Sam Mitchell, the rookie Raptors coach, is transforming the club, night by night, minute by minute, and man is this fun to watch.
With only one significant roster move, the installation of Rafer Alston at the point, the Raptors have been nonetheless transformed from soulless losers into something different. Just exactly what, well, that's anybody's guess.
But considering the rigours of an early-season Western trip, the Raptors' 4-3 record is spectacular.
They hustle. They rally in the face of 20-point deficits. They push the ball.
They leave Vince Carter and Jalen Rose on the bench if they're not playing well and keep Morris Peterson and Lamond Murray in. Now, if you measure skill with an imperial yardstick, like say, success, the Raptors aren't a very good basketball team.
LACKING IN SKILL
They lack physical presence in the low post. They don't defend very well. Rose and Carter are lower-case stars with upper-echelon contracts and well-entrenched reputations as statistically significant soft players.
But Mitchell's greatest obstacle isn't Carter or Rose. It's an ingrained acceptance not just of losing, but of the Raptors' unique brand of constant, unrelenting craziness.
The public is no longer amused. Thousands of empty seats a night at the Air Canada Centre have reiterated the club's fragile status in the minds of the city's consumers, Leafs or no Leafs.
With the Raptors and the rest of the NBA perhaps a year removed from their own labour impasse, the team has a narrow window to correct a franchise with one playoff series victory in 10 years of business.

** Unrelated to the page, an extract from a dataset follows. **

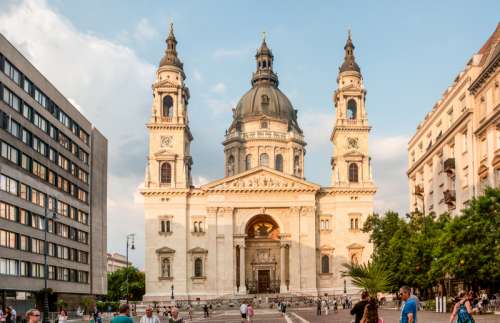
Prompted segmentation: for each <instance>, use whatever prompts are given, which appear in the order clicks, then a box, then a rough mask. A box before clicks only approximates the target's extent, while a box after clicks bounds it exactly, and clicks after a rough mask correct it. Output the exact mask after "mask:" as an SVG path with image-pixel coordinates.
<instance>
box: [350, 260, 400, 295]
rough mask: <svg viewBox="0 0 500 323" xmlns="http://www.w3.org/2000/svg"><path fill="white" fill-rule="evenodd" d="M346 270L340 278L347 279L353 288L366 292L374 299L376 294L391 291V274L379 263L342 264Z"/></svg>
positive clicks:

Just seven games in, Mitchell often has been steamed at the work ethic of the team he inherited.
"If they do it their way, we're going to lose," Mitchell said the other night, "and if I don't do it my way, I'm going to get fired. But if I'm going to get fired, I'm going to get fired doing it my way."
Armed with a three-year contract and the unflinching support of general manager Rob Babcock, Mitchell has fixed his bayonet and headed straight for the windmills.
This is not easy work.
Randall Becker is president of Nexbridge Inc., a Toronto-based management consultant firm that helps take the teeth out of poisonous workplaces.
"It takes a long time to change culture, particularly a culture that has been in place a long time," he said. "If you're looking at fine-tuning, it could be accomplished in a year or two. But if you're looking at a wholesale culture change, like say, the Maple Leafs during the Ballard era, it can take 10 or 15 years to turn the organization around, to find the right people at the right places."
Hardball tactics, the ones Mitchell already has favoured, rarely take, Becker said.
"If someone doesn't perform well, do you punish them?" Becker said. "That certainly is often the tactic in the corporate world, but it does not help the organization in the long term and it doesn't advance the new culture you are trying to establish."
Imbuing some measure of pride in the Raptors uniform is like planting daisies in the desert. You can pull all the weeds you want. Sooner or later, you've got to plant something that takes.
This is the exquisite balancing act, being played out on the hardwood this winter by Sam Mitchell and the Raptors.
You don't even have to like basketball. All that's needed to watch the Raptors is a casual interest in human dynamics. Sam Mitchell is writing the book.